Truths About Sexual Abuse


There is never a more difficult topic to discuss than the sexual victimization of children. Unfortunately, if we do not discuss this with our families on a regular basis, our children are at risk for becoming victims of sexual abuse.

National statistics of sexual victimization of children are staggering. National organizations providing assistance to sexual abuse victims report that 1 in 4 females and 1 in 6 males will be a victim of sexual victimization by the age of 18. Nearly 70% of all sexual assaults occur to children under the age of 17.

Although society and media often focuses on the stranger who rides around in a car tempting children with candy, the biggest danger is typically within a child’s own family. Some statistics state the between 30 to 40 percent of victims are molested by a family member while another 50 percent is perpetrated by someone the child knows well within the family.

A perpetrator of sexual abuse (or pedophile) will most often utilize the nearest resources and are much less likely to risk luring young or adolescent children through the Internet or some other outside source. Child molesters are often a trusted adult or older child, either family or a close family friend. They typically use what is termed as “grooming”, spending a great deal of time or even money on a child to prepare for the possibility of being able to take advantage of them. The pedophile will attempt to use extra attention, gifts, lies about the family and most often guilt into both starting and continuing the sexual abuse. A victim often believes that their participation in the sexual act is their fault and is too ashamed to tell someone what is happening to them.

Contrary to some beliefs, pedophiles are often “stand-up” citizens and according to some research will not have ever participated in any other criminal activity.

Given the seriousness of this potential danger to our children, it is imperative that we start as parents to teach our children at an early age. As early as the age of two or three, we can talk to our children about what is a “okay touch” and what constitutes a “not okay touch” specifically labeling each of these as how we feel rather than directly labeling good or bad with certain people.

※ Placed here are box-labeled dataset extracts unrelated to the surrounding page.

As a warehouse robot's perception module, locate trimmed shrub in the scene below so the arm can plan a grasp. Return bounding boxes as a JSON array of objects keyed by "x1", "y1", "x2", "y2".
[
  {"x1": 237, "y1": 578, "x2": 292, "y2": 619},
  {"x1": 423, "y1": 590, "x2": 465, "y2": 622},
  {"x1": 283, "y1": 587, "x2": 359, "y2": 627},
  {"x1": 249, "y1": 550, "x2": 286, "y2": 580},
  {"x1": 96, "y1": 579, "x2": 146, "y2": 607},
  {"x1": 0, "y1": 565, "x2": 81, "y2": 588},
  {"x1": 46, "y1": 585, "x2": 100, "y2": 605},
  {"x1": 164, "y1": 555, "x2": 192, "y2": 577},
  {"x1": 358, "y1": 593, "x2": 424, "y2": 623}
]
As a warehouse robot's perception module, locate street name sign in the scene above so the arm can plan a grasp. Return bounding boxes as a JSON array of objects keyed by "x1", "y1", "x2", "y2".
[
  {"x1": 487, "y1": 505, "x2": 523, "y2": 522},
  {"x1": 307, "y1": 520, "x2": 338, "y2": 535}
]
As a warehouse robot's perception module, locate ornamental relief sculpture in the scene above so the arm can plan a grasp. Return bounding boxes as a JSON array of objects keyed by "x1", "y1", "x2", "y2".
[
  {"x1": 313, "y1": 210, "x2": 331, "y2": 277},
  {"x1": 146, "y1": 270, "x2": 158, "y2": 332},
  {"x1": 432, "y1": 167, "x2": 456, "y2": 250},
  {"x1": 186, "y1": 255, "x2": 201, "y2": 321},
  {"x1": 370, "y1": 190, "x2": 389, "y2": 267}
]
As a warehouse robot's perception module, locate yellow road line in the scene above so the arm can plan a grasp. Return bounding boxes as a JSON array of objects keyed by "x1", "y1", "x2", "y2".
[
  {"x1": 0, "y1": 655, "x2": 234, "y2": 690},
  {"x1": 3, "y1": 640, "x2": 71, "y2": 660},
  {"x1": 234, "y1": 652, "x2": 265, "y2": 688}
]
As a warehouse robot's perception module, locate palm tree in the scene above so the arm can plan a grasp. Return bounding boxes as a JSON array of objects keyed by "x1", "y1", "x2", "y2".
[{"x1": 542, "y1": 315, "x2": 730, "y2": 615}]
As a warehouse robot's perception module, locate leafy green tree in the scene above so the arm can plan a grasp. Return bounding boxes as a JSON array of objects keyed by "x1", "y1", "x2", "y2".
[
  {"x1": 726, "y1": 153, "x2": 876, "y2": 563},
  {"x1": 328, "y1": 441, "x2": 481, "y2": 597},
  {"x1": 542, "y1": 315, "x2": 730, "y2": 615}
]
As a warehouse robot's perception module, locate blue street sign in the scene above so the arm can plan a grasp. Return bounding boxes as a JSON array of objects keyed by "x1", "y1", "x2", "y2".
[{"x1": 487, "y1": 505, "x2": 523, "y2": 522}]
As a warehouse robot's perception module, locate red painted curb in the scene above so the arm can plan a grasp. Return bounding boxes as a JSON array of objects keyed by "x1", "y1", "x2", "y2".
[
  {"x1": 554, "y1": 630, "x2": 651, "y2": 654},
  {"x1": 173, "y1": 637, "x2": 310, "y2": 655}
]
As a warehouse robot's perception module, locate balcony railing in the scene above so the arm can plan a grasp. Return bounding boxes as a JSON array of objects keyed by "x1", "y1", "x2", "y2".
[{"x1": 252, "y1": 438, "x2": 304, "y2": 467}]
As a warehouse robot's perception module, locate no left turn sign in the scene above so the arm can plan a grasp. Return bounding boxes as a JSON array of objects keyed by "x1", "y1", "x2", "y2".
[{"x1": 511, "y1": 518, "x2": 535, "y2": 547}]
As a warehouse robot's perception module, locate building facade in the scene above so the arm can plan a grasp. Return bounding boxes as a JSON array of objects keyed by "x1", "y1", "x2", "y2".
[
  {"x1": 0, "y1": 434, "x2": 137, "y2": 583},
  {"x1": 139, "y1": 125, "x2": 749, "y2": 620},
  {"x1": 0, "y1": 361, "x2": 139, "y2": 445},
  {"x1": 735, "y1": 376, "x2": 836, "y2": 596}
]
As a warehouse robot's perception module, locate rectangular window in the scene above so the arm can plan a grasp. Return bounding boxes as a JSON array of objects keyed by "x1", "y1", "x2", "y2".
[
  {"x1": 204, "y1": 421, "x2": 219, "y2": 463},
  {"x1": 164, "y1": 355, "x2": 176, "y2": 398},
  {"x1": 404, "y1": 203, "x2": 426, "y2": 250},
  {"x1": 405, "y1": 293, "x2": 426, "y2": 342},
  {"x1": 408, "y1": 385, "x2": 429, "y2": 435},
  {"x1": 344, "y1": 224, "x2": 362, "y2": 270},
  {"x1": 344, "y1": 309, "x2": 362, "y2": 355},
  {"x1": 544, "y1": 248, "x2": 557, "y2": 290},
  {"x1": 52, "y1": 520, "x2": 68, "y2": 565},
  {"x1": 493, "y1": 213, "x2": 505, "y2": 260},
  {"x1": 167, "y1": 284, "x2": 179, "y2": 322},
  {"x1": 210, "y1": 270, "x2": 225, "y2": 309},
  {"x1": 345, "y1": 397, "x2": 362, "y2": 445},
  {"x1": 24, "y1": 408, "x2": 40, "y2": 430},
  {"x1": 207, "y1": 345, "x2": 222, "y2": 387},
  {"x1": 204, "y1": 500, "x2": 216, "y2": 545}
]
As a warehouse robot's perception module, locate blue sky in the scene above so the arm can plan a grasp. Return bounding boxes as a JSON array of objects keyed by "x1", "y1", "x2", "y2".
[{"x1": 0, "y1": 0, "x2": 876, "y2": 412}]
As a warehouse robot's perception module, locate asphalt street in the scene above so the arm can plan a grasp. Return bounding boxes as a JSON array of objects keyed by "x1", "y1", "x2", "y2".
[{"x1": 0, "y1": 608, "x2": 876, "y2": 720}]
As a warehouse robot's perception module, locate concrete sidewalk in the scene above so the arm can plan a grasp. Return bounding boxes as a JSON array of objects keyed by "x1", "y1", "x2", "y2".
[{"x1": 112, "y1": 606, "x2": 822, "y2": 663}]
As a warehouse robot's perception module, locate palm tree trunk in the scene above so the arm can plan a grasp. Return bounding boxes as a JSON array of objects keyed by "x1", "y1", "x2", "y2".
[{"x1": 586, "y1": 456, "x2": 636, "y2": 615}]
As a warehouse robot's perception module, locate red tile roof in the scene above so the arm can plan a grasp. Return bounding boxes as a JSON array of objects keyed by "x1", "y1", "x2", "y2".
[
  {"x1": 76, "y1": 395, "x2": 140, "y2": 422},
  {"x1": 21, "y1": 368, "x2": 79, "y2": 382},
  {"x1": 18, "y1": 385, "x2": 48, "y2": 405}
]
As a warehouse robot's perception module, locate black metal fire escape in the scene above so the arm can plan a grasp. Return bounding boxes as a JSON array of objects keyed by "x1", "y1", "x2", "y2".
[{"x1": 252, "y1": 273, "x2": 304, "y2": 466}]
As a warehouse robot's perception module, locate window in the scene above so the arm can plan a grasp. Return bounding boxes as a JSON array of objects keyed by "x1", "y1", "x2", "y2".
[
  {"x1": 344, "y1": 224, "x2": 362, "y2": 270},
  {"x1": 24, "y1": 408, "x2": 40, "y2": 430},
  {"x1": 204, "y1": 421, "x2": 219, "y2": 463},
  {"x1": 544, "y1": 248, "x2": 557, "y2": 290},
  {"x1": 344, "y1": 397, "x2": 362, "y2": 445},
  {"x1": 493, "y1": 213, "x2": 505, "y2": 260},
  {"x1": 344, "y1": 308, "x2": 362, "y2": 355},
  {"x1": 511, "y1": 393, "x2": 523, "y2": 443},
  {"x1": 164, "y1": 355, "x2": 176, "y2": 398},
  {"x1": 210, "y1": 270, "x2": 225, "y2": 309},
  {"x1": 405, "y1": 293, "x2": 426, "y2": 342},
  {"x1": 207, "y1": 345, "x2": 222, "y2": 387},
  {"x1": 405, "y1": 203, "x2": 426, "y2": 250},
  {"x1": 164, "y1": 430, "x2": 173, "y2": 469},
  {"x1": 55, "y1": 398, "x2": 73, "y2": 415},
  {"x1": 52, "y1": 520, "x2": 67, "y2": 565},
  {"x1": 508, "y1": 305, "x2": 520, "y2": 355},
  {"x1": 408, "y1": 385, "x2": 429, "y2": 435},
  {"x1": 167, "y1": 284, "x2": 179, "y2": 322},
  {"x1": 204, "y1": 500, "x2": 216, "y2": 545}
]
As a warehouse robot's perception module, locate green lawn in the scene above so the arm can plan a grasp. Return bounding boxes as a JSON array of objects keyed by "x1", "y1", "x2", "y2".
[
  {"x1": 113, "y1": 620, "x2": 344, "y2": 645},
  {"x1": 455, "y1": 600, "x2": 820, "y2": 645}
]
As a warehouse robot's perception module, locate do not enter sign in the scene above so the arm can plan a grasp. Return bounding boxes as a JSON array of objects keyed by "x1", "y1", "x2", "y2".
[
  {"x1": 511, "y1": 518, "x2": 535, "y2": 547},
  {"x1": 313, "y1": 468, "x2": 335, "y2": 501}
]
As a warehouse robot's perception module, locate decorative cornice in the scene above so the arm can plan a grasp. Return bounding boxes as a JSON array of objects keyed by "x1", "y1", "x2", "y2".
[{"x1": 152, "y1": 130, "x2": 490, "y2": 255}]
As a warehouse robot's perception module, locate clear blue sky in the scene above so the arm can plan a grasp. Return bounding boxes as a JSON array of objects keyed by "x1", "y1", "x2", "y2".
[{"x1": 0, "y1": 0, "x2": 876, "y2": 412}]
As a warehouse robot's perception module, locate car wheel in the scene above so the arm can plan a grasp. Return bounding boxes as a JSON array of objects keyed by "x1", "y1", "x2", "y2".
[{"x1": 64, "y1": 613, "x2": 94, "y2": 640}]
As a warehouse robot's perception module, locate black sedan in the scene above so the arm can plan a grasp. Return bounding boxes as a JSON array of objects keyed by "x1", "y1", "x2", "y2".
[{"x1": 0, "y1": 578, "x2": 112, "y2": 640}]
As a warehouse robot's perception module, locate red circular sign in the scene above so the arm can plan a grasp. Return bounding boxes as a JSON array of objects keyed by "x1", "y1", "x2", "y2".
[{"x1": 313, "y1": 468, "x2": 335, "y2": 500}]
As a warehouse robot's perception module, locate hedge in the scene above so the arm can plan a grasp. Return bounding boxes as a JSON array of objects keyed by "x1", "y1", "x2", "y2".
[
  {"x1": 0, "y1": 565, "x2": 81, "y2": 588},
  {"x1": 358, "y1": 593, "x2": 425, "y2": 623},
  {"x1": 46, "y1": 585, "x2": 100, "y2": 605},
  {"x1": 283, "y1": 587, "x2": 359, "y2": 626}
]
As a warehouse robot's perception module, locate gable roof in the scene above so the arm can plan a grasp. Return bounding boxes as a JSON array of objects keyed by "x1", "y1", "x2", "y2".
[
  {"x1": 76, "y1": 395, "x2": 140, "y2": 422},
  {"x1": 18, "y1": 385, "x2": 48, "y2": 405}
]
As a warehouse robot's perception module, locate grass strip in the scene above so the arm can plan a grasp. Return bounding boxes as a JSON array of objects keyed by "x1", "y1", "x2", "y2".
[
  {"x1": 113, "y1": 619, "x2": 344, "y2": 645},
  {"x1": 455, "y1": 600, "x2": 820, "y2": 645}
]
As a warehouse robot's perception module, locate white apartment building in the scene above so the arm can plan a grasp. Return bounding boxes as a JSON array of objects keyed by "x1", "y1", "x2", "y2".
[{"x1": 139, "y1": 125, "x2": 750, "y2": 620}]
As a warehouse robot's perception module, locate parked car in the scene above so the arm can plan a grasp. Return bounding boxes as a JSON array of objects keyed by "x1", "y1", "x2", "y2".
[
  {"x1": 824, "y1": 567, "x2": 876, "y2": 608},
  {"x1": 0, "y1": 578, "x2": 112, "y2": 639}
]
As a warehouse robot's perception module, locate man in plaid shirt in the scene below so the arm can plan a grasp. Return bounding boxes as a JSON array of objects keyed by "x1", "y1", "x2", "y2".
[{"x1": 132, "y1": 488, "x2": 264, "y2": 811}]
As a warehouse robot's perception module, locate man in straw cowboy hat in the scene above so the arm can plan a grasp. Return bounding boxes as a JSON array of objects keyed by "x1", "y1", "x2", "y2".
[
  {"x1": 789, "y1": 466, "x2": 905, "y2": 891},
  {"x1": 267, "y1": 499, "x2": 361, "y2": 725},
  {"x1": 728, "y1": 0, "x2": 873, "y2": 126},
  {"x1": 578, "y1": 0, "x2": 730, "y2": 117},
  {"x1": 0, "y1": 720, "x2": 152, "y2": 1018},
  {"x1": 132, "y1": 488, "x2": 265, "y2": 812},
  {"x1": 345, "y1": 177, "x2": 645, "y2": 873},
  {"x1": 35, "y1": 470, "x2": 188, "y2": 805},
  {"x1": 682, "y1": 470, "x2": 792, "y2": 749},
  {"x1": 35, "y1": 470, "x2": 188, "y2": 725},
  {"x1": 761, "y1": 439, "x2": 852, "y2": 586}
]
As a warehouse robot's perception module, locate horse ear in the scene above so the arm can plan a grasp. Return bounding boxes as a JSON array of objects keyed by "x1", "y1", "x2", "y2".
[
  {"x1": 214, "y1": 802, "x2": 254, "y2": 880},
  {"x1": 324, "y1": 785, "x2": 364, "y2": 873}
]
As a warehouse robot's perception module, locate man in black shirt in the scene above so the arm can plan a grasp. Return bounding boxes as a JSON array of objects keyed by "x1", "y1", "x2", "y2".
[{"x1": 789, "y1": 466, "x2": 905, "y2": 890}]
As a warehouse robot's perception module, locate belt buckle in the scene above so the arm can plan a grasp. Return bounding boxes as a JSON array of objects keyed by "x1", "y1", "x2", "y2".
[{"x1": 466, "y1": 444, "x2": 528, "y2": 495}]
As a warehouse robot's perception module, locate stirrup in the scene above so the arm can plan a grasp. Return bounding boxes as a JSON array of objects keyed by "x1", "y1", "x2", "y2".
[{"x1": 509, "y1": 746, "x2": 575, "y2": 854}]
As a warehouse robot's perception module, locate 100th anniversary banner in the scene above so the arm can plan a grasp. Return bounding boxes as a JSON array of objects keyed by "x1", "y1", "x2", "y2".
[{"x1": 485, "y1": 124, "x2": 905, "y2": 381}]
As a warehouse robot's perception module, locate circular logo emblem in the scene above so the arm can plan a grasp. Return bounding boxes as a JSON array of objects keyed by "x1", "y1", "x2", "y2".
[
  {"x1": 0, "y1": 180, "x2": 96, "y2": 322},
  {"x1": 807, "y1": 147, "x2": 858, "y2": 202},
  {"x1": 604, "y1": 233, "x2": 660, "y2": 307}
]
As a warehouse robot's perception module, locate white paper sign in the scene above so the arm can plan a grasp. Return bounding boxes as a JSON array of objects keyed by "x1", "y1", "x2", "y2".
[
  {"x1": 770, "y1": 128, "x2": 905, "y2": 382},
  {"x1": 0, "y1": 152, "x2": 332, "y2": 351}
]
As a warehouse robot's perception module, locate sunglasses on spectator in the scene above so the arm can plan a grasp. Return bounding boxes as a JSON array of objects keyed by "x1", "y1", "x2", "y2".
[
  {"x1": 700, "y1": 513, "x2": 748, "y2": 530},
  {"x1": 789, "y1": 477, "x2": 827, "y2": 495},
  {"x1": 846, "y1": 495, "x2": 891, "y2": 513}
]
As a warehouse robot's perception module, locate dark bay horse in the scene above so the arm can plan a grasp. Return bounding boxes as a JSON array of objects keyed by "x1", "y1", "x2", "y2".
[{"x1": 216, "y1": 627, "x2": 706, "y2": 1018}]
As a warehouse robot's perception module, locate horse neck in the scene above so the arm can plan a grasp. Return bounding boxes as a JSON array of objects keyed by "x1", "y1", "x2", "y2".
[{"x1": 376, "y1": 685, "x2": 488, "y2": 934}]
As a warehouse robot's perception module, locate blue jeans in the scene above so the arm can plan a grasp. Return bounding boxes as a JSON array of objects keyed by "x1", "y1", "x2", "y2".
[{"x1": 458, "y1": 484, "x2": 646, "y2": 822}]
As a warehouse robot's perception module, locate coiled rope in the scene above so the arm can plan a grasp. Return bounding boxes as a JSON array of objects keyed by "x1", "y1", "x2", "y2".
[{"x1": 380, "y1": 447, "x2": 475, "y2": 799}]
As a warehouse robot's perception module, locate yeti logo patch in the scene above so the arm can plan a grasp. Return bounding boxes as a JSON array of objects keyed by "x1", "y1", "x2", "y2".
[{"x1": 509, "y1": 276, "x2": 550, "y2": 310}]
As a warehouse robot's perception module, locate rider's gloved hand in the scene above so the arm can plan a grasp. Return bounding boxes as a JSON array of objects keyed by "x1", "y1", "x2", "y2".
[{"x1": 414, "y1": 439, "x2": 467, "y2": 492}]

It is in our children’s best interest to teach them that with these concerns, their body belongs only to them and it is their right to communicate when something feels good and when it does not.

We can teach our children proper language related to our body and how important it is to tell someone they trust if anyone makes them feel unsafe. When we open the door to this conversation, children are more likely to immediately come and tell us about someone hurting them.

One area of expertise in my eight years of practice has been to help victims of sexual abuse move towards becoming survivors. It is an all too common scenario to have an adult come for therapy, telling what happened to them as a child for the first time. Statistically, there are about 39 million survivors in the country today.

Although healing is a vital option for all victims of sexual abuse, prevention is necessary. We can teach our children about basic safety skills that will keep our children safe. If we can ensure that our children have an open line of communication with us, we can prevent more children from being abused. Know the facts and reality of childhood sexual abuse and never be afraid of protecting them even at the risk of concerning family. Look for unusual changes in their behavior and question them appropriately to ensure their safety. They will thank you for it and potentially prevent your child from being another victim of sexual abuse.